Fora preciso que vários alunos, que também saíam das aulas na universidade naquele
instante, o imobilizasse. Ele quase matara o homem. Quem o conhecia, que
o via sempre calmo e sereno, jamais poderia supor que dentro daquele homem pudesse
existir tamanha fúria!
Agora não era um homem sofisticado e nem intelecualizado. Era um selvagem que
instintivamente defendia a sua prole. Mataria qualquer um que atravessasse o seu caminho.
Parecia um tigre, pronto para matar. Seus olhos brilhavam de ódio pelo desconhecido e de
medo
por Dayse. Se algo lhe acontecesse...
Em poucos minutos havia ali ambulância e carro de polícia.

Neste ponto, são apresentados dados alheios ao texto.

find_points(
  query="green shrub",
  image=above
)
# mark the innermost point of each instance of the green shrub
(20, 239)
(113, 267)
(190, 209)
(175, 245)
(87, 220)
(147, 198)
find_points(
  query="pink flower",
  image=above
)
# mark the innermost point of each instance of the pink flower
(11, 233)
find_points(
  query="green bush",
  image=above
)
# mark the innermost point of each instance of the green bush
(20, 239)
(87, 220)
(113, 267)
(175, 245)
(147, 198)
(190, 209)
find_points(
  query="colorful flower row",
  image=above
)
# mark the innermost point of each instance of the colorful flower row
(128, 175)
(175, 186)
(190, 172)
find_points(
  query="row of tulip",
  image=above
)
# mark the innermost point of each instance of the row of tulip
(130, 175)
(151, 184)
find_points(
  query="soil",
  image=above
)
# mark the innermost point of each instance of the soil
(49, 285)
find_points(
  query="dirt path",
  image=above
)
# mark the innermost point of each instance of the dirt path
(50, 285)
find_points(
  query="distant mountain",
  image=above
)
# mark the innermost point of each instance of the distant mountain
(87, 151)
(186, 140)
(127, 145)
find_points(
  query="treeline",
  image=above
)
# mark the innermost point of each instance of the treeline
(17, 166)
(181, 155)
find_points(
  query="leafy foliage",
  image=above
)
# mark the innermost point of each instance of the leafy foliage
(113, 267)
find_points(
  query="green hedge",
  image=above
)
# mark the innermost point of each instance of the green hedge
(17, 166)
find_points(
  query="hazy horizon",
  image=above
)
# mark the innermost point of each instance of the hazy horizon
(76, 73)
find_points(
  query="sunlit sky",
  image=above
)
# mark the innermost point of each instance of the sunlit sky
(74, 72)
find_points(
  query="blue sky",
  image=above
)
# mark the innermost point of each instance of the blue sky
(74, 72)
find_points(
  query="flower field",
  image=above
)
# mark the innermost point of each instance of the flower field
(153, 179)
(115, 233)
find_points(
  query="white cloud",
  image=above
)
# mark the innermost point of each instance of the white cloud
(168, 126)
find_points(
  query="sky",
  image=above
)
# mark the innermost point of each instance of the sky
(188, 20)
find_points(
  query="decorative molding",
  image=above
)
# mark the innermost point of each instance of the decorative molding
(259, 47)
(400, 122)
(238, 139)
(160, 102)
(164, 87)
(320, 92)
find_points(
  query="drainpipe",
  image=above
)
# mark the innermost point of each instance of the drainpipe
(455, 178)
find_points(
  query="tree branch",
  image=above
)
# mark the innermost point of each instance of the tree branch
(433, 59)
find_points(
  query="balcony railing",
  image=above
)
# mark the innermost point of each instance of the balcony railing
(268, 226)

Antes de ser levado para a delegacia, Felipe viu Dayse ser levada para uma ambulância,
deitada em uma maca. Chorou. Ela estava desacordada. Ele temia que ela
e seu bebê estivessem mortos.
Lucas acompanhara Dayse ao hospital. Durante o trajeto, ligara para Beth e para o
advogado da família. Não soubera explicar para ninguém o que acontecera. Não
sabia quem era o homem e nem porque agredira Dayse. Só sabia que seu irmão, dominado
por uma violenta fúria, quase o matara.
Nada mais pudera dizer nem a Beth e nem ao advogado.
Tão logo fora liberado na delegacia, Felipe correra para o hospital.

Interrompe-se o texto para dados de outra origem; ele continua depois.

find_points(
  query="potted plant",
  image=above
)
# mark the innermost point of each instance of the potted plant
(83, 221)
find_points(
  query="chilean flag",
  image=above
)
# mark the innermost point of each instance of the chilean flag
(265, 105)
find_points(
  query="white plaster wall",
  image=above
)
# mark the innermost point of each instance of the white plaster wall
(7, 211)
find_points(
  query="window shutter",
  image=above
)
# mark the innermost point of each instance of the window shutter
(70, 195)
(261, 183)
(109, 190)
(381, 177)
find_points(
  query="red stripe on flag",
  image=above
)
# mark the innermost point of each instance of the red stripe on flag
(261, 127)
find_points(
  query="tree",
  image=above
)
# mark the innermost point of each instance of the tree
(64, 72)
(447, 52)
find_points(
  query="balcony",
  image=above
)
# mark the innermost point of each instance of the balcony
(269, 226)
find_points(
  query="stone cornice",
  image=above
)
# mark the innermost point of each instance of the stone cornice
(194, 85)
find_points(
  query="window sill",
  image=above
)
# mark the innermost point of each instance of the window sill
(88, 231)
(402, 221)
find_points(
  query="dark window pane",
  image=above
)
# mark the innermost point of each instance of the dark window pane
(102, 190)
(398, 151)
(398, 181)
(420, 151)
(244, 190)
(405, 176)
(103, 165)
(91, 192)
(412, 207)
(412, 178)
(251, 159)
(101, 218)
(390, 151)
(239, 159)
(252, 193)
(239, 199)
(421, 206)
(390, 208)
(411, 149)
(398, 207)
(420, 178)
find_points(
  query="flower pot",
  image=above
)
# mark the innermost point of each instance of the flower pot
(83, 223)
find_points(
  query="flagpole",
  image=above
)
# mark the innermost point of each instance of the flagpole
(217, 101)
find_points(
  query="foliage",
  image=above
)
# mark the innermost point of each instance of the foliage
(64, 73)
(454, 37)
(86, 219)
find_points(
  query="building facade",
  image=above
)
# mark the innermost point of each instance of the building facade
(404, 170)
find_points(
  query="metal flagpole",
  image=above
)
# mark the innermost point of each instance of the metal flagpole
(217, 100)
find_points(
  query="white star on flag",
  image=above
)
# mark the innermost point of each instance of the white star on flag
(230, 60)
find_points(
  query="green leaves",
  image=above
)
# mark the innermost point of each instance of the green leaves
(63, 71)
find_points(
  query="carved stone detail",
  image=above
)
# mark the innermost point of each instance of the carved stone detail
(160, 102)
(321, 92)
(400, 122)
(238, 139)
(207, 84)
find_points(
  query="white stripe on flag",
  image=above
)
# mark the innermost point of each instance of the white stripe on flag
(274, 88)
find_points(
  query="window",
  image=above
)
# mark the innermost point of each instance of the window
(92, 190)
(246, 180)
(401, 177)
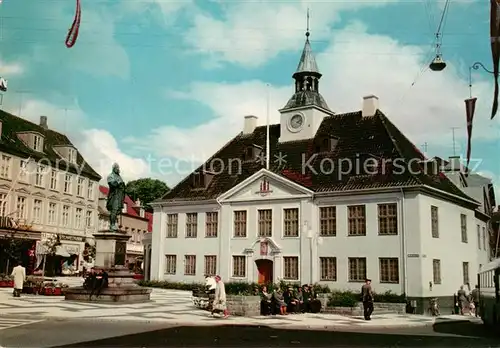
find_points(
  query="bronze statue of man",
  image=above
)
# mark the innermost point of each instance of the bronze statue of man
(116, 196)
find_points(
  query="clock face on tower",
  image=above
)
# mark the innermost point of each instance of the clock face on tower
(296, 122)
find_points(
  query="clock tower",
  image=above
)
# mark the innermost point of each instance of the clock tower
(304, 112)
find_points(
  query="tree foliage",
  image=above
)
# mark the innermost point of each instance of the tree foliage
(146, 190)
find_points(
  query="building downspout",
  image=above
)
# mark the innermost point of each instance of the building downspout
(219, 234)
(403, 242)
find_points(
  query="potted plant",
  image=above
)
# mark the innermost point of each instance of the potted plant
(9, 281)
(58, 289)
(3, 283)
(48, 289)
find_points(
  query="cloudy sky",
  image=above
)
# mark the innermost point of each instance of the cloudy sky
(157, 85)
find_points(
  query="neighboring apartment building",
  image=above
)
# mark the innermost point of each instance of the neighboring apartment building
(134, 220)
(46, 186)
(346, 197)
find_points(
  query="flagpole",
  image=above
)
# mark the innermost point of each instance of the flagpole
(268, 142)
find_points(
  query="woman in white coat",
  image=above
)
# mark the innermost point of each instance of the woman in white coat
(19, 274)
(220, 298)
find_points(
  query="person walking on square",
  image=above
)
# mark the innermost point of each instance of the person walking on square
(367, 294)
(19, 274)
(220, 298)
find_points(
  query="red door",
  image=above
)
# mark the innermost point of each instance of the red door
(265, 268)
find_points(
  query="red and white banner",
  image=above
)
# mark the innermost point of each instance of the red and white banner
(495, 48)
(470, 108)
(75, 27)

Durante o seu depoimento, descobrira que o agressor era o pai de Dayse. Mais tarde,
através de Beth, soubera que o miserável procurara por elas durante aqueles
oito anos e que encontrara Dayse por puro acaso, quando a vira, naquele dia, encaminhar-se
para a universidade. Esperara, espreitara, até que ela saísse e, quando
a viu dirigir-se ao estacionamento, não pensou em mais nada, a não ser em saber onde Beth
se encontrava. Como ela não dissesse, começou a agredi-la e, quando deu
por si, um gorila o estava matando. Fora isso que o desgraçado dissera. Nem reparara que a
filha estava grávida. Não lhe vira a barriga enorme de oito meses de
gestação. E não lhe importava. Queria apenas saber onde estava a mãe dela. Enquanto ele
esperara que Dayse saísse da universidade, bebera um pouco. E, assim, o ódio
crescera dentro dele.
Felipe estava horrorizado. Dayse não estava bem. Se machucara seriamente ao cair, após
ter sido agredida tão violentamente. Caíra de mau jeito e os médicos
temiam que tivesse afetado o bebê, de alguma forma.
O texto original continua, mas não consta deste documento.